Publié le 22 octobre 2020 par : M. Person, M. Perrot, Mme Kerbarh, Mme Rilhac, M. Fuchs, M. Matras, Mme Duby-Muller, M. Sorre, M. Colas-Roy, M. Mis, M. Trompille, Mme Piron, Mme Rossi, Mme Racon-Bouzon, Mme Frédérique Dumas, Mme Hennion, M. Testé, M. Houlié, M. Chiche, M. Zulesi, M. Nadot, Mme Gayte, Mme Bagarry, M. Taché, Mme Sylla, M. Démoulin.
Le chapitre Ier du titre Ier du livre IV de la première partie du code général des collectivité territoriales est complété par un article L. 1411‑20 ainsi rédigé :
« Art. L. 1411‑20. – Durant la période pendant laquelle l’état d’urgence sanitaire est déclaré sur la totalité du territoire métropolitain en application des articles L. 3131‑2 et suivants du code de la santé publique, et sauf si la convention de délégation de service public en dispose autrement, toute modification dans la détention, directe ou indirecte, du capital d’une société délégataire qui entraine un changement de contrôle sur ladite société, au sens de l’article L. 233‑3 du code de commerce, autorise la collectivité, le groupement ou l’établissement délégant à prononcer la résiliation de la convention. Cette résiliation doit être décidée par l’assemblée délibérante au plus tard trois mois après que la société délégataire a notifié son changement de contrôle au délégant ou, si aucune notification n’a été effectuée au délégant, après que ce dernier en a pris connaissance, le cas échéant en interrogeant par écrit la société délégataire. La date de prise d’effet de la résiliation est déterminée par le délégant de manière à permettre l’organisation d’une procédure de sélection du nouveau délégataire.
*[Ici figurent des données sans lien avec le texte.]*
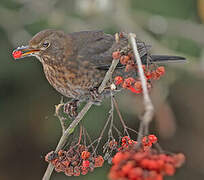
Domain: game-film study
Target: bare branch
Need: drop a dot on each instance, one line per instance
(72, 126)
(149, 108)
(61, 119)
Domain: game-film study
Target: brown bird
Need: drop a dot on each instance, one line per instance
(75, 64)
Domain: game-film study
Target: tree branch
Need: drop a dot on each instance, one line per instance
(72, 126)
(149, 108)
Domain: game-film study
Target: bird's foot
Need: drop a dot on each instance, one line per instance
(70, 108)
(95, 96)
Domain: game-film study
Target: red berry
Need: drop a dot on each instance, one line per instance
(179, 159)
(128, 82)
(17, 54)
(118, 80)
(152, 138)
(116, 55)
(127, 167)
(169, 169)
(138, 85)
(85, 163)
(146, 142)
(124, 59)
(132, 89)
(143, 67)
(125, 139)
(148, 75)
(85, 155)
(160, 70)
(99, 161)
(117, 158)
(135, 173)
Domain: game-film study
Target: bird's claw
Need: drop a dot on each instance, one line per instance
(70, 108)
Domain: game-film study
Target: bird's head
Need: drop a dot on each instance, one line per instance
(47, 45)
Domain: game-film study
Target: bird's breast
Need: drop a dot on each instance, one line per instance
(71, 81)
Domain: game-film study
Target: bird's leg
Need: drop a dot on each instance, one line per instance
(95, 96)
(70, 108)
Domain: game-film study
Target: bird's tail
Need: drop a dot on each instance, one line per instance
(166, 59)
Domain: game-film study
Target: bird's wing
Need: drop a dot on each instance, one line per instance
(97, 47)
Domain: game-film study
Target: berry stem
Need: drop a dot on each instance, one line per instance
(149, 108)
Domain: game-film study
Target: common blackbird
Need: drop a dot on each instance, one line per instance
(75, 63)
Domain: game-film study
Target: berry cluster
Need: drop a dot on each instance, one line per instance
(152, 72)
(75, 161)
(17, 54)
(131, 163)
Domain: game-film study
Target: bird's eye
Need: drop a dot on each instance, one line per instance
(46, 44)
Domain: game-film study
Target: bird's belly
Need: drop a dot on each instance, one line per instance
(71, 84)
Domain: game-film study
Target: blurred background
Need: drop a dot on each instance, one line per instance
(28, 127)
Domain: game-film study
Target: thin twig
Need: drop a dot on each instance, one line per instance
(61, 119)
(120, 116)
(72, 126)
(149, 108)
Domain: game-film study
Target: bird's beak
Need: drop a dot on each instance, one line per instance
(24, 51)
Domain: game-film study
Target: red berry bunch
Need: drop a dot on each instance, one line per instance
(152, 72)
(75, 161)
(131, 163)
(17, 54)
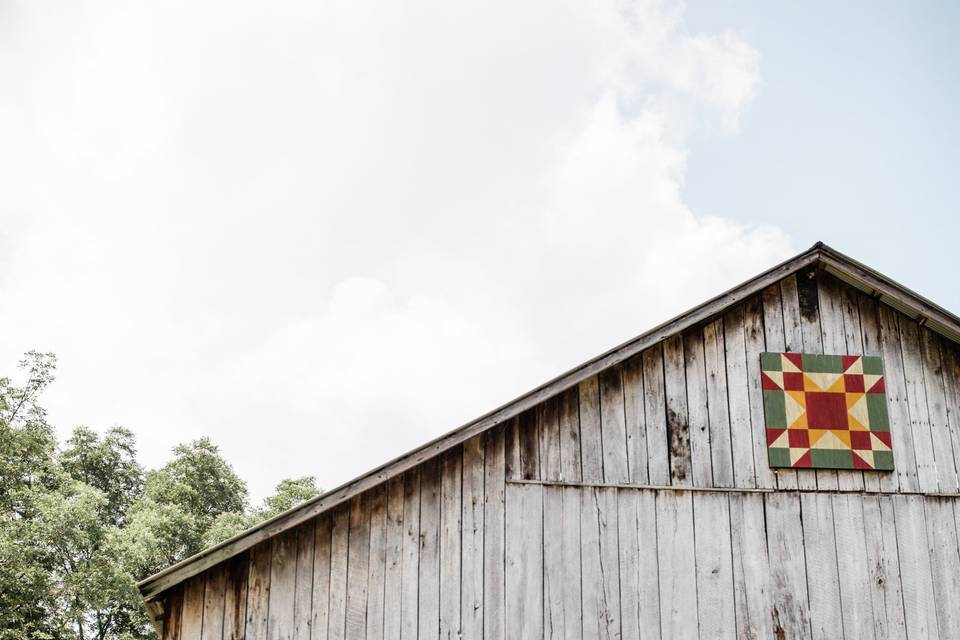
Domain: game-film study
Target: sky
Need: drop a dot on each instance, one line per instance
(323, 233)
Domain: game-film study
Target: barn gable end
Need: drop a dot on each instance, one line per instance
(632, 498)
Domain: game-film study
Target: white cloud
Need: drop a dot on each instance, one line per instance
(324, 232)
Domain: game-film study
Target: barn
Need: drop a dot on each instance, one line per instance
(779, 462)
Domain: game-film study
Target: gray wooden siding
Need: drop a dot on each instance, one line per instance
(639, 505)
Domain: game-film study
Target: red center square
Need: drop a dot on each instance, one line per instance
(853, 383)
(826, 410)
(792, 381)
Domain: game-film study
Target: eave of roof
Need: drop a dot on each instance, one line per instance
(836, 263)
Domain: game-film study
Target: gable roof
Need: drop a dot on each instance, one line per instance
(819, 255)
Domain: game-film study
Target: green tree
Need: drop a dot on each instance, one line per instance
(79, 526)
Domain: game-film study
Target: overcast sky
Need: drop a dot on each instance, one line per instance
(324, 232)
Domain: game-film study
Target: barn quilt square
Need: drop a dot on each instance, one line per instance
(825, 411)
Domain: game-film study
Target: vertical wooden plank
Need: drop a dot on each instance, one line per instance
(410, 563)
(303, 599)
(883, 566)
(450, 513)
(322, 543)
(524, 561)
(678, 572)
(755, 344)
(258, 591)
(904, 458)
(738, 399)
(793, 332)
(174, 614)
(591, 444)
(846, 305)
(393, 580)
(775, 340)
(697, 417)
(821, 552)
(714, 561)
(870, 334)
(512, 449)
(377, 563)
(951, 378)
(471, 594)
(916, 574)
(718, 413)
(358, 567)
(751, 569)
(613, 427)
(339, 543)
(600, 563)
(635, 420)
(529, 445)
(655, 412)
(235, 598)
(944, 562)
(788, 578)
(429, 588)
(561, 563)
(191, 623)
(678, 424)
(548, 421)
(283, 582)
(937, 411)
(494, 595)
(855, 598)
(917, 405)
(569, 408)
(213, 602)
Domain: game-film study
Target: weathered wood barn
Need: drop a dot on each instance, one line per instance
(692, 483)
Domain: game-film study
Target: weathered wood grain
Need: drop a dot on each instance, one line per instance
(677, 566)
(600, 563)
(916, 575)
(191, 623)
(524, 561)
(697, 413)
(472, 522)
(235, 598)
(494, 547)
(678, 423)
(303, 590)
(569, 409)
(718, 412)
(322, 543)
(714, 561)
(636, 426)
(883, 568)
(613, 432)
(214, 598)
(790, 614)
(450, 569)
(283, 583)
(738, 398)
(393, 579)
(339, 545)
(591, 445)
(428, 584)
(901, 430)
(377, 563)
(258, 591)
(655, 413)
(751, 568)
(856, 602)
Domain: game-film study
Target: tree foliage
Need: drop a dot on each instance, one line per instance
(82, 523)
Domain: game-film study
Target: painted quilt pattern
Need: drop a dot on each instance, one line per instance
(825, 411)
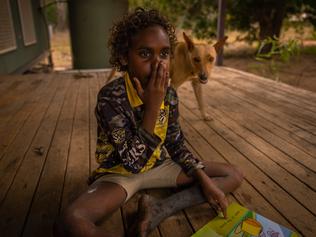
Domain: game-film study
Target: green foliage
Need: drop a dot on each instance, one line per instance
(200, 16)
(280, 50)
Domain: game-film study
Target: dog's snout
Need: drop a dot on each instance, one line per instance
(203, 76)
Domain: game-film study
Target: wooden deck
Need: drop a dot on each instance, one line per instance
(48, 135)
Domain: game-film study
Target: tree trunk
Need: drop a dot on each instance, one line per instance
(270, 16)
(62, 23)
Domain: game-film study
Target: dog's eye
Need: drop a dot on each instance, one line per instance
(196, 60)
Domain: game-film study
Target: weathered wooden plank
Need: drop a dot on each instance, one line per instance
(286, 122)
(12, 159)
(294, 186)
(278, 86)
(179, 220)
(16, 112)
(285, 203)
(78, 159)
(247, 194)
(129, 214)
(15, 207)
(302, 118)
(234, 104)
(228, 108)
(46, 202)
(261, 89)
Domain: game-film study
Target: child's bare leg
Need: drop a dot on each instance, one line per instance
(152, 211)
(100, 200)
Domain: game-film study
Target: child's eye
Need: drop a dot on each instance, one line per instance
(144, 53)
(164, 54)
(211, 58)
(196, 60)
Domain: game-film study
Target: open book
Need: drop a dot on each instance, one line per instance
(242, 222)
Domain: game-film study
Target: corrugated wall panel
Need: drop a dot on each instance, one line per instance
(7, 34)
(27, 22)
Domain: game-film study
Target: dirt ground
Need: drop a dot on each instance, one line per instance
(300, 71)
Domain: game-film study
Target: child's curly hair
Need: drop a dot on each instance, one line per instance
(131, 24)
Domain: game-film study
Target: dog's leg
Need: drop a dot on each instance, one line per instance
(198, 91)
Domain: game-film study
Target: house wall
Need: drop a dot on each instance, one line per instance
(17, 59)
(90, 22)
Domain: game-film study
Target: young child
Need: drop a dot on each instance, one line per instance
(140, 143)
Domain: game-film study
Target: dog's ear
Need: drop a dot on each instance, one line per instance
(219, 44)
(188, 41)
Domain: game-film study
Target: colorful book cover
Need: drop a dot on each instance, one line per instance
(242, 222)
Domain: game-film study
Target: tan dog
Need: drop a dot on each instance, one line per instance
(192, 62)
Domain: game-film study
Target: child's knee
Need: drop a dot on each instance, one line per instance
(237, 174)
(68, 222)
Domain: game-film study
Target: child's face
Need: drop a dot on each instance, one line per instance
(149, 46)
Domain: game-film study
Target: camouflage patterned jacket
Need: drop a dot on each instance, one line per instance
(123, 146)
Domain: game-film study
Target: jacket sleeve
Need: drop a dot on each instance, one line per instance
(175, 141)
(133, 145)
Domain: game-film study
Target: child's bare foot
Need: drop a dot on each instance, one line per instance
(146, 212)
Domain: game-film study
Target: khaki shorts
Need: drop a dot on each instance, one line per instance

La société délégataire dont la convention a été résiliée en application du présent article a droit à une indemnité couvrant la part non amortie des investissements qu’elle a réalisés dans le cadre de la délégation. »
La situation sanitaire que nous connaissons depuis le mois de mars 2020 a fortement déstabilisé notre pays et, notamment, son économie. En effet, la crise que nous traversons a engendré une déstabilisation majeure des marchés financiers, fragilisant de nombreux secteurs et exposant certaines entreprises à des opérations agressives de prise de contrôle.
La crise a aussi révélé certaines fragilités de la souveraineté industrielle de la France, et la faiblesse des mécanismes de protection de l’État actionnaire.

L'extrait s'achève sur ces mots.